Although the results showed no improvement in functional capacity, Dr. Fenster said the drugs should still not be ruled out as possibly offering benefit for mortality in PAH.
"The fact that it's negative in terms of a 6-month look at functional capacity doesn't surprise me too much. I think the bigger question in the longer term is whether there is any change in mortality."
In pulmonary hypertension in general, there appears to be a disconnect between therapies that improve functional capacity and those that improve mortality, with drugs like sildenafil (Revatio, Pfizer) showing improvement in the 6MWD, but not in mortality, Dr. Fenster explained.
"This may go in the opposite direction, ultimately," he said, adding that the study should not be dismissed because of its small sample size.
"With a rare disease like PAH, a sample size of 92 patients is actually pretty good, so this is a decent-sized trial, and the data are compelling. But someone still should still look at the question of what it does for mortality. I think that is certainly a study worth doing."

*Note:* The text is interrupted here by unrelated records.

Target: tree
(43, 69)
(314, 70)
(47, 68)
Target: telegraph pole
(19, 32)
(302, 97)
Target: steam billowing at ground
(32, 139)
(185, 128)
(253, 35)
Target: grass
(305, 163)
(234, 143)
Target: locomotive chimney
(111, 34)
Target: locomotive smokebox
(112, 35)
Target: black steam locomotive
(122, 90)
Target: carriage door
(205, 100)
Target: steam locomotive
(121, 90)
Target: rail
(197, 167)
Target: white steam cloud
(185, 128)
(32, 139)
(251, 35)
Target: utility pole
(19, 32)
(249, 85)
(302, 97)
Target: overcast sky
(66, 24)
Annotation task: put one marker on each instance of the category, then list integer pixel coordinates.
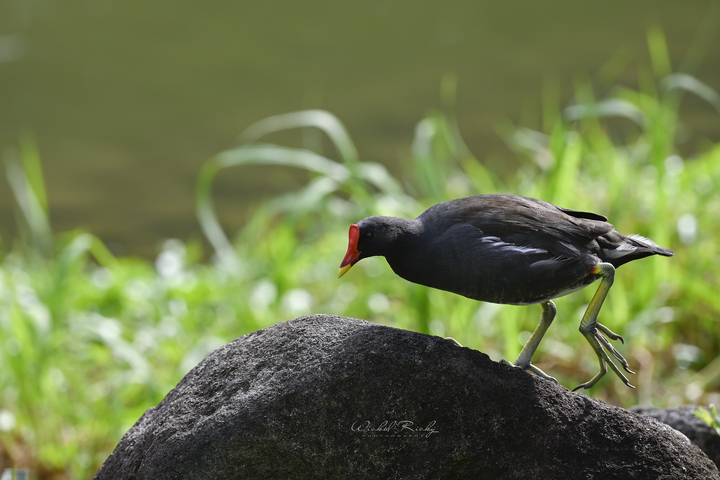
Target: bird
(509, 249)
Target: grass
(88, 341)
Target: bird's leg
(523, 360)
(597, 334)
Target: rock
(684, 420)
(333, 397)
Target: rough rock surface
(684, 420)
(333, 397)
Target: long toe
(597, 340)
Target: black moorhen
(512, 250)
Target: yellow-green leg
(523, 360)
(596, 333)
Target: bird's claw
(597, 335)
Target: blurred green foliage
(88, 341)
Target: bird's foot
(597, 336)
(533, 369)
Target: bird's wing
(528, 222)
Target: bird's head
(373, 236)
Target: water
(128, 98)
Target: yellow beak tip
(343, 270)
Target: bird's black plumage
(498, 248)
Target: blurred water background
(127, 99)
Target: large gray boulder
(333, 397)
(684, 420)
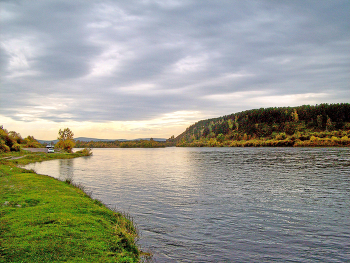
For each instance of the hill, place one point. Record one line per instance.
(319, 125)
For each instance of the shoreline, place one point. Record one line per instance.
(45, 219)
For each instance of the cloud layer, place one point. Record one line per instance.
(121, 61)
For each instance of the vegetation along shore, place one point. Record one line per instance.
(303, 126)
(46, 220)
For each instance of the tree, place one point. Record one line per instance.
(66, 140)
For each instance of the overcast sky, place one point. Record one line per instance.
(131, 69)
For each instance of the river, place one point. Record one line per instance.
(224, 204)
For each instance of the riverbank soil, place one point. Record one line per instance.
(45, 220)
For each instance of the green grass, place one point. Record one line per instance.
(45, 220)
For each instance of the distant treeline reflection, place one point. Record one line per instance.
(122, 144)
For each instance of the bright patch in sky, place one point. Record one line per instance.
(137, 69)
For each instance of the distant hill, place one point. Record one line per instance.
(319, 125)
(86, 139)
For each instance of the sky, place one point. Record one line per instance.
(150, 68)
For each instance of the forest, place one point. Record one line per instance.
(319, 125)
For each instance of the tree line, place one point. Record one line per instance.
(277, 126)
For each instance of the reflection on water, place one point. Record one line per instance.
(66, 169)
(225, 204)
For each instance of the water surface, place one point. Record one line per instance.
(225, 204)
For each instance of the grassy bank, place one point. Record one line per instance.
(46, 220)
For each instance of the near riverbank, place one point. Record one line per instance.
(45, 220)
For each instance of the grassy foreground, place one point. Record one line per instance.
(45, 220)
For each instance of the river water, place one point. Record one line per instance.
(224, 204)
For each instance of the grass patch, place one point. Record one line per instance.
(45, 220)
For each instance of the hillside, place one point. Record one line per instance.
(320, 125)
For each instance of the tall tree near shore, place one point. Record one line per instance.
(66, 140)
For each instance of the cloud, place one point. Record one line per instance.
(133, 61)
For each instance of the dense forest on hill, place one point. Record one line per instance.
(320, 125)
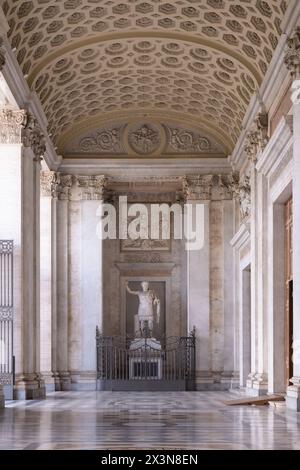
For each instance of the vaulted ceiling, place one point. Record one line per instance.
(184, 70)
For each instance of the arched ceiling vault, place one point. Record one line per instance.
(98, 65)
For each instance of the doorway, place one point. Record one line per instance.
(288, 291)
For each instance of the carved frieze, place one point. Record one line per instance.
(107, 140)
(182, 140)
(145, 139)
(12, 121)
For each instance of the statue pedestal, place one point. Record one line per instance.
(145, 360)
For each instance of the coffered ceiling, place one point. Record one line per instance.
(141, 74)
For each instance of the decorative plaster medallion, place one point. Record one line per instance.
(145, 138)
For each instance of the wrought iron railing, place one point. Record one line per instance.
(144, 363)
(6, 314)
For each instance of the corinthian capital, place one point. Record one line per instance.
(92, 187)
(252, 145)
(49, 184)
(12, 121)
(33, 137)
(292, 54)
(2, 55)
(261, 124)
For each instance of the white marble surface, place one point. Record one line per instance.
(144, 420)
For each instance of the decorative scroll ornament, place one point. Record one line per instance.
(12, 121)
(145, 139)
(292, 54)
(33, 137)
(104, 141)
(92, 187)
(185, 141)
(197, 187)
(2, 55)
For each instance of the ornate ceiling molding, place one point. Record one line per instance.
(117, 120)
(143, 138)
(206, 58)
(292, 54)
(102, 39)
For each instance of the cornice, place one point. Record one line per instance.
(132, 167)
(276, 148)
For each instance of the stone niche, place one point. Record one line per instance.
(160, 262)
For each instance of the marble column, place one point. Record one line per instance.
(48, 298)
(257, 383)
(91, 287)
(62, 285)
(198, 302)
(292, 60)
(23, 146)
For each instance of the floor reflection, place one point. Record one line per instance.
(177, 420)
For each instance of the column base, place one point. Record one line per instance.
(63, 381)
(214, 381)
(293, 395)
(235, 381)
(257, 384)
(29, 387)
(2, 401)
(83, 380)
(49, 381)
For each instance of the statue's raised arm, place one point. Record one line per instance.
(134, 292)
(157, 303)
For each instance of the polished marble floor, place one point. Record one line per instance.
(145, 420)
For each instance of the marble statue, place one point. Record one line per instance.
(147, 301)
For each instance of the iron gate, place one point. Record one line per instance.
(145, 364)
(6, 317)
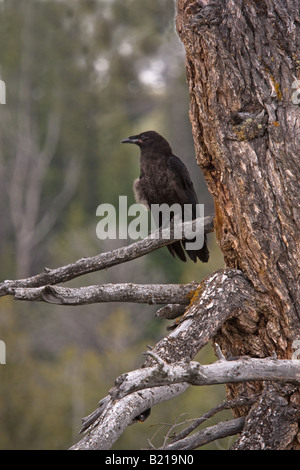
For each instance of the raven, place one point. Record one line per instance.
(165, 179)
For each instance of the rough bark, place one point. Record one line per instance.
(242, 59)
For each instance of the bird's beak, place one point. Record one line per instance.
(131, 140)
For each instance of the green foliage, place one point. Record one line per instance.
(108, 69)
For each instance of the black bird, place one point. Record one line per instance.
(165, 179)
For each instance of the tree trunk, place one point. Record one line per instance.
(242, 63)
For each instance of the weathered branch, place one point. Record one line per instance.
(118, 415)
(84, 266)
(217, 298)
(209, 434)
(241, 370)
(133, 393)
(127, 292)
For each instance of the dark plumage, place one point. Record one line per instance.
(165, 179)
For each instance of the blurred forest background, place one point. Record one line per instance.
(80, 76)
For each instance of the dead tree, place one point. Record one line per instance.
(242, 61)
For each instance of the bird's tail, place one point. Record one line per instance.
(202, 254)
(178, 248)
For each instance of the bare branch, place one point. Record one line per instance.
(220, 372)
(83, 266)
(212, 433)
(118, 415)
(127, 292)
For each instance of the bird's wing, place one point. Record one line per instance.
(183, 177)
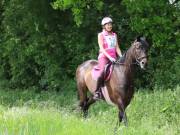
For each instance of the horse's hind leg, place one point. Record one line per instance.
(82, 94)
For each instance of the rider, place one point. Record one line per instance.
(109, 49)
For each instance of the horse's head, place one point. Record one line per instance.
(140, 47)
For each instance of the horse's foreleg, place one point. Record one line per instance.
(122, 114)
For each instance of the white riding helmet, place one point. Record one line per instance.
(106, 20)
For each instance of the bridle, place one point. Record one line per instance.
(138, 60)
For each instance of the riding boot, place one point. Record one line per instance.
(100, 83)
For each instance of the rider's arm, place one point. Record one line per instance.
(100, 42)
(117, 48)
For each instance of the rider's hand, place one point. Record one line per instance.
(112, 59)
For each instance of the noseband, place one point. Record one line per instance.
(138, 60)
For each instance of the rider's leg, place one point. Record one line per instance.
(100, 81)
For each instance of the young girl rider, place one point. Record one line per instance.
(109, 49)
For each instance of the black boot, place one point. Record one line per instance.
(100, 83)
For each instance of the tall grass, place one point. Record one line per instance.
(26, 112)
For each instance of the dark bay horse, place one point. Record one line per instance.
(120, 87)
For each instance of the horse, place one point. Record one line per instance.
(120, 86)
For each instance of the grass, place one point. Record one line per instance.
(26, 112)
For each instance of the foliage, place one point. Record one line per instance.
(27, 112)
(42, 42)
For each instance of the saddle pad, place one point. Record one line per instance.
(106, 95)
(96, 72)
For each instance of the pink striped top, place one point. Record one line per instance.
(109, 44)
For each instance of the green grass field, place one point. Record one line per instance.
(26, 112)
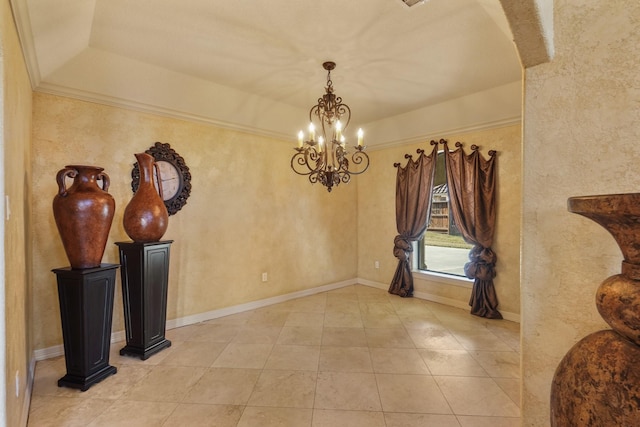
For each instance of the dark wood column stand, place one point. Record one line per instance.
(86, 311)
(145, 277)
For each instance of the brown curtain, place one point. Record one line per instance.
(414, 184)
(472, 192)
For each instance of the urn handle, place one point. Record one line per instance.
(106, 181)
(159, 178)
(60, 179)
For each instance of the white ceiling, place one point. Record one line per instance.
(258, 64)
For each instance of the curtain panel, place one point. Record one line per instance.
(472, 192)
(414, 185)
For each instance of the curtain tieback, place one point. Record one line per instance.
(482, 263)
(402, 247)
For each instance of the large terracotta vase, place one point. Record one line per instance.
(83, 214)
(598, 381)
(146, 217)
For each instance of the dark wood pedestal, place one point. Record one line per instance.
(86, 311)
(145, 278)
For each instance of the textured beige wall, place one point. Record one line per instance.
(16, 143)
(581, 137)
(377, 224)
(248, 212)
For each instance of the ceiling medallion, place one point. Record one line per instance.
(324, 159)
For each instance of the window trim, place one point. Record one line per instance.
(433, 276)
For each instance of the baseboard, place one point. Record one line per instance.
(58, 350)
(512, 317)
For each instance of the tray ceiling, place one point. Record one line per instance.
(257, 64)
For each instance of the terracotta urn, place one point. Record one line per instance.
(597, 381)
(83, 214)
(145, 217)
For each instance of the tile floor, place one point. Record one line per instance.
(356, 356)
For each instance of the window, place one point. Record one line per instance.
(442, 249)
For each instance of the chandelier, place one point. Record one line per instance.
(324, 159)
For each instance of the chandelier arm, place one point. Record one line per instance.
(304, 158)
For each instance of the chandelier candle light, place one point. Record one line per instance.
(324, 159)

The study was funded by National Institutes of Health grants R01 HL082895 and HL082895-S1. Dr. Kawut and Dr. Fenster have disclosed no relevant financial relationships.
American Thoracic Society (ATS) 2011 International Conference: Abstract 16864. Presented May 18, 2011.
Am J Respir Crit Care Med. 2011;183:A6126.
這篇研究也登載於5月的美國呼吸道與重症醫學期刊(American Journal of Respiratory and Critical Care Medicine)。
為了進一步探討這個議題，Kawut醫師等人對肺動脈高壓病患進行了一個雙盲安慰劑控制試驗，在4個醫學中心內隨機指派接受阿斯匹靈81 mg或安慰劑，或指定使用simvastatin 40 mg或安慰劑。
服用阿斯匹靈的32名病患和服用安慰劑的33名病患，其6MWD並無差異(安慰劑校正差異= –0.5 m；P=.97)，服用simvastatin的32名病患和服用安慰劑的33名病患之間也沒有差異(安慰劑校正差異= –27.6 m；P=.09)。
阿斯匹靈組的病患發生嚴重出血的事件比安慰劑組多(4件 vs 1件；P=.17)。